Le capital mondialisé, encouragé par l’Union européenne, souhaite mettre à bas un modèle de société qui repose sur une qualité de vie qui allie temps libre, nourriture de qualité, santé, respect de l’environnement et ruralité vivante. Il cherche à imposer un quotidien où l’agriculture et l’alimentation seront de plus en plus dépendantes d’un complexe agrochimique industrialisé.

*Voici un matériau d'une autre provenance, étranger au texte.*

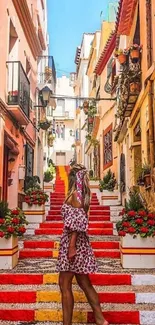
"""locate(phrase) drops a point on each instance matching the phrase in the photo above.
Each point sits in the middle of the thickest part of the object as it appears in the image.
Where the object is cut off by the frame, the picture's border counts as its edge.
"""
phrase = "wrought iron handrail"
(18, 86)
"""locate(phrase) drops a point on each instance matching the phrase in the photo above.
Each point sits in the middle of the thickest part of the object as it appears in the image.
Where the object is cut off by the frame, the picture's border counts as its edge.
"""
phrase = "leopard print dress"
(75, 219)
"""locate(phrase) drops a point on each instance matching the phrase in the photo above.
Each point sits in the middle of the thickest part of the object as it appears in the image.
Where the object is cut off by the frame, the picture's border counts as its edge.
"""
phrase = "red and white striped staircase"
(29, 294)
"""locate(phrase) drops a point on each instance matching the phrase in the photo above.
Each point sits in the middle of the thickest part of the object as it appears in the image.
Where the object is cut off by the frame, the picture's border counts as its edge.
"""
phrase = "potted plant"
(85, 106)
(137, 230)
(146, 170)
(121, 56)
(94, 142)
(135, 87)
(44, 124)
(34, 201)
(135, 51)
(13, 97)
(51, 138)
(4, 210)
(12, 226)
(88, 137)
(108, 183)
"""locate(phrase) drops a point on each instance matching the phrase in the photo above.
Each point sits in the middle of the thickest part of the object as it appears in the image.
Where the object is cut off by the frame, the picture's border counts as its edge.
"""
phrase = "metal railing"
(18, 86)
(46, 70)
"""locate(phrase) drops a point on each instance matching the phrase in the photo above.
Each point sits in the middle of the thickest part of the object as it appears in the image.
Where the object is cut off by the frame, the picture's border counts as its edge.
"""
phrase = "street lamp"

Les traités de libre-échange qui se multiplient à l’ombre des souverainetés populaires participent de cette offensive. Alors que le projet de traité transatlantique commence à chanceler sous la pression populaire, l’Union européenne s’est engagée à ratifier ce qui en serait les prémices : le traité avec le Canada, dans les meilleurs délais, dont le volet agricole fait craindre une nouvelle hécatombe dans les exploitations paysannes puisqu’il permettra d’importer des dizaines de milliers de tonnes de viande bovine et porcine. Nos gouvernements sont-ils arrivés à ce degré de cynisme pour engager dans de nouveaux drames humains une profession déjà au bord de l’abîme, en sacrifiant sur l’autel du libre-échange des pans entiers de notre agriculture et la qualité alimentaire ?

C’est ici l’une des dramatiques facettes du malaise civilisationnel que le mot crise ne suffit plus à définir. L’une de ses conséquences est l’absence de dynamique pour porter un réel projet alternatif d’espoir. Le décalage entre les aspirations populaires et l’offre politique atteint son paroxysme. Les contradictions apparentes sont surjouées pour attirer dans les filets électoraux le plus grand nombre de citoyens.

La primaire de la droite offre à cet égard un exemple édifiant de fuite en avant démagogique et électoraliste. Car, au fond, chacun des candidats s’accorde sur une tonalité de campagne en focalisant les débats sur la question identitaire, tout en souhaitant de concert purger les hôpitaux, écoles et collectivités de centaines de milliers d’agents publics, ou encore alléger la fiscalité des plus riches, supprimer l’impôt sur la fortune, tout en annonçant une augmentation de la TVA et en invitant aux sacrifices celles et ceux qui ont déjà les plus grandes difficultés à joindre les deux bouts.

Cela ne fait que renforcer l’urgence à travailler à l’unité populaire, avec pour socle les valeurs historiquement portées par la gauche. Évidemment, une telle démarche réclame de se tourner vers le monde du travail et de la création, de solliciter son avis, de contribuer à sa mise en mouvement pour porter les exigences d’égalité, de solidarité de vie décente. Le projet du progrès humain et environnemental doit être placé au cœur du débat public dans un cadre large et unitaire, à vocation majoritaire.

Face à la multiplicité des dangers au seuil de nos portes, l’urgence est à unir celles et ceux qui souhaitent s’émanciper de la loi de l’argent qui s’impose partout, dans tous les compartiments de la vie.

Travailler à l’expression politique de toutes celles et ceux qui souhaitent l’unité populaire pour un changement progressiste est parmi les tâches les plus urgentes.